Gallery Sri Parvati presented Paint and Perspectives- Women and their work, an exhibition by women artists most of whom were from Chennai and nearby regions. Though the exhibition consisted of a mix of figurative and abstract works, a large percentage of the works were abstract. Vipta Kapadia's works consisted of finely textured abstract canvases painted in sober greys and greens. In contrast were Gita's vibrant yet soothing semi-abstracts inspired by music and dance where the warm colours coupled with the blurred edges of the form created the weathered feel of an ancient mural. Kirti Chandak's After Head Bath made interesting use of the circular frame to evoke the swirling effect of hair when submerged in water. Water was an element that was also used by Razia Tony and Premalatha Seshadri, where the former created a meditative feel by representing a Buddha face amidst a pool of lotuses while the latter divided the canvas into square areas filled with the wavy lines of water. One of the only sculptures featured in the show was Nupur Chatterjee's work of a girl reading a book with a pot of stones and a crow next to it. While an interesting dialogue was created between the expectant crow perhaps waiting for the water in the pot to rise up, as it does in the well-known children's story and the girl unaware of its presence, the only note of discord was the multicoloured earrings and chains that were strewn near the girl's feet. The other artists who exhibited in the show were Sharmila Mohandas, Bharati Singh, Kavita Prasad etc.

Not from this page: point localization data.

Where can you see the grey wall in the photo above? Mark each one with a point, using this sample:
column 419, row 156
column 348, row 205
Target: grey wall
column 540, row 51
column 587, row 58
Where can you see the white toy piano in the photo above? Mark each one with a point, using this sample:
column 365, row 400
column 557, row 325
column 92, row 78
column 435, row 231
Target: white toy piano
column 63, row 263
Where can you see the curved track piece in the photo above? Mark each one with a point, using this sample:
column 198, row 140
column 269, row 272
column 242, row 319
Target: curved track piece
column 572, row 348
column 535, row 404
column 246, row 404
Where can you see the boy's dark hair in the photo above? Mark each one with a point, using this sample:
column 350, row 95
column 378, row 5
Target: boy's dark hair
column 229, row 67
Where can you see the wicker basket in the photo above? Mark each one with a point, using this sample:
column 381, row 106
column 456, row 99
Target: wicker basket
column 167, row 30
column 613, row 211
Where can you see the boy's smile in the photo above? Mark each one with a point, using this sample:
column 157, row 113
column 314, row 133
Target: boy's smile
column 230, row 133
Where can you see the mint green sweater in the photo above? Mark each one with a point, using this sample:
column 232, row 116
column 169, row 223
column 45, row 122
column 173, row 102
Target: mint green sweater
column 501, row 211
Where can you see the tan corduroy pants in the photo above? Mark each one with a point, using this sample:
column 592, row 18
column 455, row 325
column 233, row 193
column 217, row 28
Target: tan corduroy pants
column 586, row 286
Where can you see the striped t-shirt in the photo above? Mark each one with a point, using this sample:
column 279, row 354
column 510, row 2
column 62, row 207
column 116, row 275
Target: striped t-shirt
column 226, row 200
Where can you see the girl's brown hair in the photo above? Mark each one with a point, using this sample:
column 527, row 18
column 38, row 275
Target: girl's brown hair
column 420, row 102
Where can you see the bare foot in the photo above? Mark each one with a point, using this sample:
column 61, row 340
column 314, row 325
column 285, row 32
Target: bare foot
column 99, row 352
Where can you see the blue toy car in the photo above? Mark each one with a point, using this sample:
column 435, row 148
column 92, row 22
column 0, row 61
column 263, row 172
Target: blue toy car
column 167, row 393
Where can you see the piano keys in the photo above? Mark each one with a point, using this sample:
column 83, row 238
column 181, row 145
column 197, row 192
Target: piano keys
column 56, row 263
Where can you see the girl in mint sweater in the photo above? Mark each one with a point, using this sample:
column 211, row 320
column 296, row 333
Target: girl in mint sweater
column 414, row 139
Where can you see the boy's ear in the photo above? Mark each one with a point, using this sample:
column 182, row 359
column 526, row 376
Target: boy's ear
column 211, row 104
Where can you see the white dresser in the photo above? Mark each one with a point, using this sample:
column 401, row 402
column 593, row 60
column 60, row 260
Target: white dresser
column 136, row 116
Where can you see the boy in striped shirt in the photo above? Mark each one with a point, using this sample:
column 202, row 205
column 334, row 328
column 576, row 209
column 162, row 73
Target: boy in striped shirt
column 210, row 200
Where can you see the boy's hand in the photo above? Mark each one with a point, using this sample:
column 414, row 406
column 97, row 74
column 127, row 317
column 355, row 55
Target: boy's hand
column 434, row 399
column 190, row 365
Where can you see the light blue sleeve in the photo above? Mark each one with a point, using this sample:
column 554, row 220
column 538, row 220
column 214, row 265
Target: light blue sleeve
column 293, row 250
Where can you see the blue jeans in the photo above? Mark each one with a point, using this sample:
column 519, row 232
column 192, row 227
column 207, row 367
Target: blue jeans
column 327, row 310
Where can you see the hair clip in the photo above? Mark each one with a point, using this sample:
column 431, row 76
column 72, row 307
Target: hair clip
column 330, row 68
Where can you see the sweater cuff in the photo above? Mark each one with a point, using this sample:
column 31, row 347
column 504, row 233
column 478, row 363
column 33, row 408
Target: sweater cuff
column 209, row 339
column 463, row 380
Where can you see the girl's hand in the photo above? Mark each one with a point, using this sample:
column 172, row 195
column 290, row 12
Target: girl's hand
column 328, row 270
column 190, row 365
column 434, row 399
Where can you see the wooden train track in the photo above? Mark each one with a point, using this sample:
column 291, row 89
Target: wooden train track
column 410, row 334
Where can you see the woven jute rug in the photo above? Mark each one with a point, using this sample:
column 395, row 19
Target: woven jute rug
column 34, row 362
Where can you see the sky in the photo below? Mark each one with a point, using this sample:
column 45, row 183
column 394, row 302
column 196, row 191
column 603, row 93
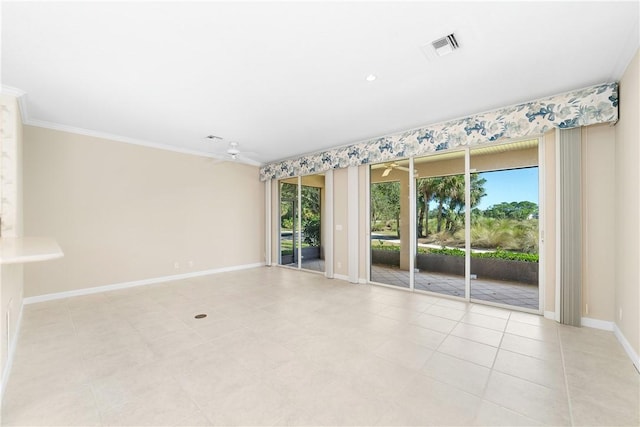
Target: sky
column 515, row 185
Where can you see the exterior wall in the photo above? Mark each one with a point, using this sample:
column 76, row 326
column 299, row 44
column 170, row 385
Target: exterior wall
column 11, row 189
column 123, row 213
column 627, row 208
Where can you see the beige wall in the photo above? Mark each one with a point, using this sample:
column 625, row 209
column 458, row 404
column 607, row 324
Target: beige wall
column 123, row 213
column 627, row 207
column 11, row 275
column 598, row 201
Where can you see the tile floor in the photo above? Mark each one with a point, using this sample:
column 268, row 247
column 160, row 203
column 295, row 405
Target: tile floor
column 282, row 347
column 497, row 291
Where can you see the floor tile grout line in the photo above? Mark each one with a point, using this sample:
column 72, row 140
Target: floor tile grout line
column 566, row 379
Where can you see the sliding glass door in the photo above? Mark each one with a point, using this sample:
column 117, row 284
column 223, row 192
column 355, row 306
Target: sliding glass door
column 301, row 222
column 289, row 224
column 389, row 233
column 475, row 222
column 440, row 224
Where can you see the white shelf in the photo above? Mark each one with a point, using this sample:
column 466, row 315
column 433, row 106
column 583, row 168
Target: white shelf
column 16, row 250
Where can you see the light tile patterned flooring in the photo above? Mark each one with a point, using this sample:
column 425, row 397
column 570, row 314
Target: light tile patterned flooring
column 283, row 347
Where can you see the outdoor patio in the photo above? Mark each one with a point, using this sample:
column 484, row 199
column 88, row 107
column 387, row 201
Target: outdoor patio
column 497, row 291
column 501, row 292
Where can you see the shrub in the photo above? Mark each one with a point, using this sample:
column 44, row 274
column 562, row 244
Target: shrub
column 499, row 254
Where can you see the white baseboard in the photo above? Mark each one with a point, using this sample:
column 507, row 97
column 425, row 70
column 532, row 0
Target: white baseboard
column 627, row 347
column 604, row 325
column 124, row 285
column 10, row 353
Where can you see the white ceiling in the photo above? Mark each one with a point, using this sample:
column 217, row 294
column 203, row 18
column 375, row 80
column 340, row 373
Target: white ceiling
column 288, row 78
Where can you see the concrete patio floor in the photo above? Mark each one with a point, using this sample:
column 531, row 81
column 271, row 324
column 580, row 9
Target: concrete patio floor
column 502, row 292
column 497, row 291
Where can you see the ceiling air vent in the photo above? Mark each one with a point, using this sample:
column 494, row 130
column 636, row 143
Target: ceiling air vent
column 441, row 47
column 445, row 45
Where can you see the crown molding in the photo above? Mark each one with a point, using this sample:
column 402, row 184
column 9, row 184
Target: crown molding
column 21, row 97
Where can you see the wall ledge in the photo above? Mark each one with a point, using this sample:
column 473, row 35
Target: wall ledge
column 132, row 284
column 6, row 371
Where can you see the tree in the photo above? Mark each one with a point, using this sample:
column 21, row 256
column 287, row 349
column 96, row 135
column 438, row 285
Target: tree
column 385, row 202
column 512, row 210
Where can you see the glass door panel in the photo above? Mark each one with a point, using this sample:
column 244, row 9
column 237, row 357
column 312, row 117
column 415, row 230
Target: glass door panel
column 311, row 232
column 389, row 234
column 504, row 225
column 289, row 233
column 440, row 223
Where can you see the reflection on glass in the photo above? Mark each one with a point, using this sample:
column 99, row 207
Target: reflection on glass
column 504, row 226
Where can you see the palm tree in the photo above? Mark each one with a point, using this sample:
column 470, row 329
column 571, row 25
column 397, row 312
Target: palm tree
column 427, row 190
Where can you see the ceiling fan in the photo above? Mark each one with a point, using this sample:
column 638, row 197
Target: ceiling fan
column 392, row 166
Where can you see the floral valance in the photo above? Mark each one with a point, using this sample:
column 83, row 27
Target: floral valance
column 597, row 104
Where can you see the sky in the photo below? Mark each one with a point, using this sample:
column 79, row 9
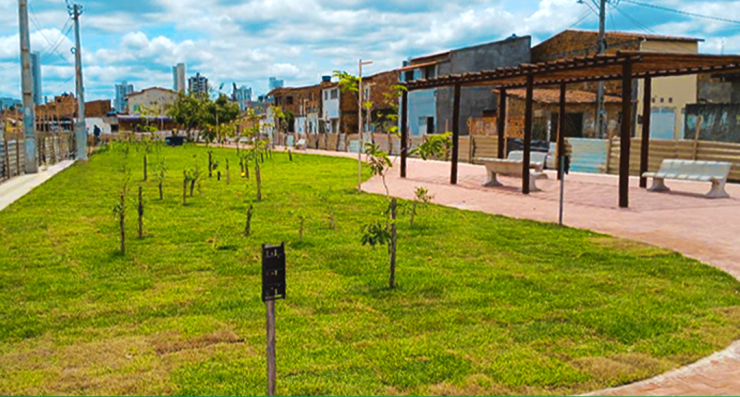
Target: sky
column 248, row 41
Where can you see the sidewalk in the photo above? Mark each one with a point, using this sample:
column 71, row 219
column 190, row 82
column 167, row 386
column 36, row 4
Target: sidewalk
column 18, row 187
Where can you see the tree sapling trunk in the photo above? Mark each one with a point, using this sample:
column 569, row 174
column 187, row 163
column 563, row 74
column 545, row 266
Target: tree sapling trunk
column 248, row 227
column 141, row 214
column 393, row 243
column 184, row 187
column 258, row 176
column 122, row 223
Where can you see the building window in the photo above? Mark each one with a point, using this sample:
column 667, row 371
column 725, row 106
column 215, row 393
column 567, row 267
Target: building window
column 409, row 76
column 430, row 72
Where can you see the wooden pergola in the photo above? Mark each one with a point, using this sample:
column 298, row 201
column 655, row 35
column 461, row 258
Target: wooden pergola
column 625, row 66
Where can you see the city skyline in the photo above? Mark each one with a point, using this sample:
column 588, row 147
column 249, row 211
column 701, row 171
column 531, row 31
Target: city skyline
column 141, row 42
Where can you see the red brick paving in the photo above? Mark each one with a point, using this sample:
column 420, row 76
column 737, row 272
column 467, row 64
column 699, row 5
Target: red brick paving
column 707, row 230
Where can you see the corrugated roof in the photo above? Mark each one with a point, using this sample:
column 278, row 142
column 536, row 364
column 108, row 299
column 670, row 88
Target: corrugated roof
column 636, row 35
column 552, row 96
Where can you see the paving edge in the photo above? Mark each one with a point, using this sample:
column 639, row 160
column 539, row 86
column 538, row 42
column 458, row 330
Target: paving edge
column 731, row 353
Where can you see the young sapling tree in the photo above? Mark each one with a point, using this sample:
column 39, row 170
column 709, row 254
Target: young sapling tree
column 421, row 198
column 161, row 175
column 248, row 226
column 140, row 211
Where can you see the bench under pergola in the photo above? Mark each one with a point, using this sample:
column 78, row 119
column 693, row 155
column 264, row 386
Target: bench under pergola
column 625, row 66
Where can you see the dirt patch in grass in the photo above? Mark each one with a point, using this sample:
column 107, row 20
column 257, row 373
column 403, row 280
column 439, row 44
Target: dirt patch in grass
column 635, row 247
column 139, row 365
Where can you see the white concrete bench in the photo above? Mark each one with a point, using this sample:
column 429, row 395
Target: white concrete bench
column 537, row 160
column 510, row 168
column 687, row 170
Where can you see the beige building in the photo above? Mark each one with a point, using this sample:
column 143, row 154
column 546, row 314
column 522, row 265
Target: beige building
column 670, row 94
column 151, row 101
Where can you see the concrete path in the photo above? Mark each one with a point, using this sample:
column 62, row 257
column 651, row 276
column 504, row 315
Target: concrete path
column 18, row 187
column 683, row 221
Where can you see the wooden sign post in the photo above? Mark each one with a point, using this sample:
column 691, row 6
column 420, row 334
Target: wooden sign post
column 273, row 288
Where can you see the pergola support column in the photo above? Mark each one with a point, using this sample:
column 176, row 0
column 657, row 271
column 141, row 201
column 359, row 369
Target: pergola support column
column 561, row 131
column 502, row 123
column 404, row 131
column 646, row 113
column 529, row 109
column 455, row 133
column 626, row 136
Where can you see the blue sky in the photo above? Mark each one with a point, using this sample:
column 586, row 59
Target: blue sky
column 300, row 40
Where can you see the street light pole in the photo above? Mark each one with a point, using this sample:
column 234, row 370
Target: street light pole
column 360, row 96
column 75, row 11
column 601, row 49
column 29, row 118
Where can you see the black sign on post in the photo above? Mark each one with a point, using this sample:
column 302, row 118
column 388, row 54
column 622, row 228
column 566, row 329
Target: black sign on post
column 273, row 272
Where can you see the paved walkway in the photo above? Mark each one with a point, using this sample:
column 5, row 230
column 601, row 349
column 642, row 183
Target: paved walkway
column 18, row 187
column 683, row 221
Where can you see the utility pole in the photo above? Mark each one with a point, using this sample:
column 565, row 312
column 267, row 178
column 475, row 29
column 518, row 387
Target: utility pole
column 75, row 11
column 29, row 117
column 602, row 50
column 360, row 96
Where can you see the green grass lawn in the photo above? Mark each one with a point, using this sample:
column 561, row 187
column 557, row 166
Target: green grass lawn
column 485, row 304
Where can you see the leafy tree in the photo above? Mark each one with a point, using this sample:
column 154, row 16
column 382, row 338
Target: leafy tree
column 436, row 146
column 188, row 111
column 382, row 232
column 421, row 198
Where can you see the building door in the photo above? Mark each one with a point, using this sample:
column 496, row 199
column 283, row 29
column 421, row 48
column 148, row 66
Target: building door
column 573, row 126
column 663, row 124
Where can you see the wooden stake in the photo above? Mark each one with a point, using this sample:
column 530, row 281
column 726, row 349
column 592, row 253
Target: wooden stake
column 394, row 204
column 141, row 214
column 271, row 367
column 697, row 134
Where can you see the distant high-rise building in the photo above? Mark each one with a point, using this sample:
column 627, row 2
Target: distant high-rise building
column 178, row 77
column 198, row 84
column 7, row 103
column 275, row 83
column 122, row 91
column 243, row 96
column 38, row 89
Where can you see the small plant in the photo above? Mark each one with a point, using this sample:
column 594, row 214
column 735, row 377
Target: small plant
column 185, row 182
column 379, row 162
column 248, row 226
column 194, row 176
column 258, row 177
column 140, row 211
column 302, row 225
column 436, row 146
column 228, row 173
column 378, row 233
column 161, row 175
column 119, row 211
column 421, row 198
column 214, row 167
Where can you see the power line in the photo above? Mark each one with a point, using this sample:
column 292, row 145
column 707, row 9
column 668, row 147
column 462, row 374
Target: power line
column 684, row 13
column 581, row 19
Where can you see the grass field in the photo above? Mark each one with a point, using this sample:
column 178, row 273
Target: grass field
column 485, row 304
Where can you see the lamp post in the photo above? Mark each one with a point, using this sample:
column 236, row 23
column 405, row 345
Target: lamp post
column 360, row 95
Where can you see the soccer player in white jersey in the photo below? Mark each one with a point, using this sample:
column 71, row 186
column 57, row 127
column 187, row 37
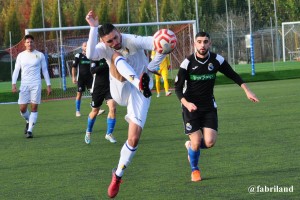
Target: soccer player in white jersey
column 30, row 62
column 125, row 55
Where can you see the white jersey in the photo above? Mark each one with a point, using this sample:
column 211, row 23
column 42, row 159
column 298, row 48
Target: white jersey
column 133, row 49
column 30, row 64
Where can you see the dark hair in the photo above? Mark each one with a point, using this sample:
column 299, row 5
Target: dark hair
column 106, row 29
column 28, row 36
column 202, row 34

Gallery Sumukha presented the works of Parvathi Nayar, Priti Vadakkath, Jaishri Abichandani, Sanjana, Vidya Kamat, Lakshmi Srinath etc as part of its Women's day celebration. Priti Vadakkath's large watercolours of people behind barbed fences created a sense of fragility with the barbed wires cutting across the thin wash of paint to create a boundary between 'them' and 'us' and also between the image and the viewer. Parvathi Nayar's graphite works revealed a sensitive handling of the medium where the unbelievably fine textures she created complemented the 'otherworldly' planets that she depicted. Vidya Kamat's work consisted of skulls arranged in spirals and circular designs that looked like close-ups of organic forms thus speaking of regeneration.
Lalit Kala Akademi presented Gender Bender, an exhibition featuring the works of women artists from across the country. The concerns that these artists explored was varied ranging from political to personal narratives. Prakrit Arts presented Kamalini an exhibition in which works by Manisha Raju, Seema Kohli, Arpana Caur, Rini Dhumal etc was presented.